Mr. Shiu-Yong Mann - Down the Memory Lane – Lasallians Remembered

Mr. Mann, Shiu-Yong

Date of Birth: 189? Years of service in LS: ~1955 to ~ 1966 Usual Classes Taught: Lower Classes Subjects taught / role: Chinese and Chinese History

Biography

The following is contributed by Clarence Ng (1969) in April 2010.

Mr. Mann taught F.1 and F.2 Chinese at La Salle College in the early 1960s. He was one of the oldest teachers for the youngest boys at our school. Mr. Mann was born in the Qing dynasty and grown up genuinely in classical Chinese literature and Confucian education. His experience was teaching a variety of schools in China, including rural village schools, schools for the blind, and etc. The subjects he taught was mainly reading and writing Chinese.

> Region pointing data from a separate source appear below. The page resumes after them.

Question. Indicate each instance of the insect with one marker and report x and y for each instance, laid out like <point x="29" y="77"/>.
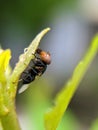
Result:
<point x="36" y="67"/>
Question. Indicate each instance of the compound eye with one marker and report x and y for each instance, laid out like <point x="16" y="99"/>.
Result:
<point x="45" y="56"/>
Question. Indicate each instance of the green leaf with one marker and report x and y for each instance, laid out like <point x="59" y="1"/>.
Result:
<point x="55" y="114"/>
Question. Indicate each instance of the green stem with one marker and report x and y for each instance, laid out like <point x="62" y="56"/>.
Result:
<point x="10" y="121"/>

He was the most talkative teacher in the classroom, but it did not mean he was always teaching. Most of the time, he was simply complaining that students did not respect elderly people (teachers), the same way as he did, when he was a kid. When he stood on the podium to lecture, he used artistic hand movements, very similar to crane style kung fu and/or a puppet show artist. Those made most students laugh. It must be the experience he acquired when he was teaching at rural village schools in China. He played seek and hide with students, and tried to tell jokes during the class section like a comedian. But his jokes were average and he upset some people to create those jokes.

Those old boys who had Mr. Mann as his Chinese teacher would likely remember him as an old style freelance comedian with his amazing artistic hand gestures, who likes to perform an entertaining show for young children.